毎日疲れていた。自分でもどうしていいかわからなかった。
心ではそんなひどいことを思っていながら、表向きは笑顔で仕事してた。
いろんなお客様がいて、トラブルもあった。
心無いこと言われて、落ち込むこともたくさんあったし、無理難題を言われたりした。
今思えば、本当に、よくやってたなと思う。
そんな風に人のことばかりチェックして、裁いてイライラしてた自分が、今はとても穏やかに過ごせている。お客様とのトラブルもほとんどなくなったし、ちょっと「ん?」と思うことやイラっとすることがあっても、激高することもなく、気持ちを流せるようになった。
どうしたかというと。
まず、忙しすぎたので、少しずつ仕事量を減らして、体力と気力に余裕を持つようにした。無理してやっていた仕事を、自分の無理なくできる分量にペースを落とした。
そして、人がやることにイライラしてたけど、なぜ、それが嫌なのか?なぜそれを許せないのか?を探っていった。
完璧主義者だったから、できない人が嫌いだったし、できないなら努力しろと思っていたけど、その、完璧主義をやめるように努力した。
できなくてもいいんだって、人のことも自分のことも許すようになった。
許せるようになったら、楽になった。できないことがあって当たり前だってわかってきた。自分と人とは違うのだから、できることも違うし、できないことも違うから、補い合えばいいんだと。

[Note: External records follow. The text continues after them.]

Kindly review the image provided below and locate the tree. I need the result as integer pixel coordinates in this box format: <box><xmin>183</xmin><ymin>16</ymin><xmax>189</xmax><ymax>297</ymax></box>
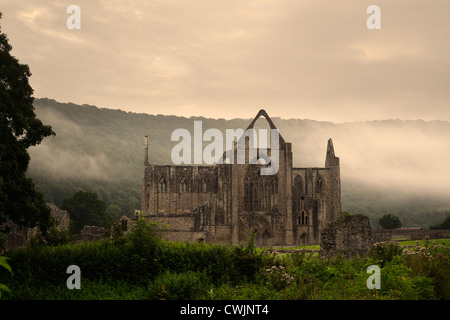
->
<box><xmin>61</xmin><ymin>191</ymin><xmax>112</xmax><ymax>233</ymax></box>
<box><xmin>0</xmin><ymin>13</ymin><xmax>55</xmax><ymax>236</ymax></box>
<box><xmin>378</xmin><ymin>214</ymin><xmax>402</xmax><ymax>229</ymax></box>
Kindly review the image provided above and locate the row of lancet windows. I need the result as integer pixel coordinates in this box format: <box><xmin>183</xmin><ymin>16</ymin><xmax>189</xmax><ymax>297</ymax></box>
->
<box><xmin>294</xmin><ymin>175</ymin><xmax>324</xmax><ymax>193</ymax></box>
<box><xmin>244</xmin><ymin>179</ymin><xmax>278</xmax><ymax>211</ymax></box>
<box><xmin>158</xmin><ymin>177</ymin><xmax>208</xmax><ymax>193</ymax></box>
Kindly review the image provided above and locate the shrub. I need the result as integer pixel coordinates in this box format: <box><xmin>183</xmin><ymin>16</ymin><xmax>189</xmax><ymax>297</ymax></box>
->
<box><xmin>264</xmin><ymin>266</ymin><xmax>294</xmax><ymax>290</ymax></box>
<box><xmin>148</xmin><ymin>271</ymin><xmax>209</xmax><ymax>300</ymax></box>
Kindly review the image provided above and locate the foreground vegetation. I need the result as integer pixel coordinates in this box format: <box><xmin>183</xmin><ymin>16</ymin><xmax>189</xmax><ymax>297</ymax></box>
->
<box><xmin>0</xmin><ymin>220</ymin><xmax>450</xmax><ymax>300</ymax></box>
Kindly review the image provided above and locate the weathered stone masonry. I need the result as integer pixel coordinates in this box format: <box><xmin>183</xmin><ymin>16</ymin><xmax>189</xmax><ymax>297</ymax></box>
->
<box><xmin>142</xmin><ymin>110</ymin><xmax>341</xmax><ymax>246</ymax></box>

そんなこと、当たり前でわかっていたつもりだったのに、全然わかってなかった。
気が利かない人を責めてたけど、自分も全然気が利かない人だった、とわかった。
言いたいことがうまく言えなかったり、気が付かないこともたくさんあった。それに気が付いたんだ。
自分は、自分が思ってたほどできる人間ではなかった。
それを認めたら、がっかりして悲しくて、情けなかったけど、そうなんだよな。
頭のいいふりして、できるふりしてただけで、全然できてなかった。
たぶん周りにはめっちゃバレてるのに、バレてないと思ってたんだよね。滑稽だね。
ムリして虚勢張らなくてもいいって、肩の力が抜けた。
できない自分を認めて許した。
人の姿を見て、自分の姿を見つめ直し、あの姿は私なんだな、と気づけるようになった。自分では自分のことを気が付けないけど、だからこそ、周りにいる人が、見せてくれているんだな、と理解できるようになった。
自分がイライラしている時は、周りの状態もギスギスしてたり、不安定だったり、トラブルが多かったりする。そんな人が多くなる。同じ状態の人が寄ってくる。類は友を呼ぶからね。
でも、自分が穏やかになってきたら、周りの人たちも穏やかで、心地よく過ごせるようになる。
だから、周りの人たちをどうにかしようと躍起になるのではなく(人はコントロールできない)、自分の状態を整える方が先なのだ。
人よりも自分を見よう。整えよう。
正直、理解するまでに時間はかかったけど、今はとても楽になったよ。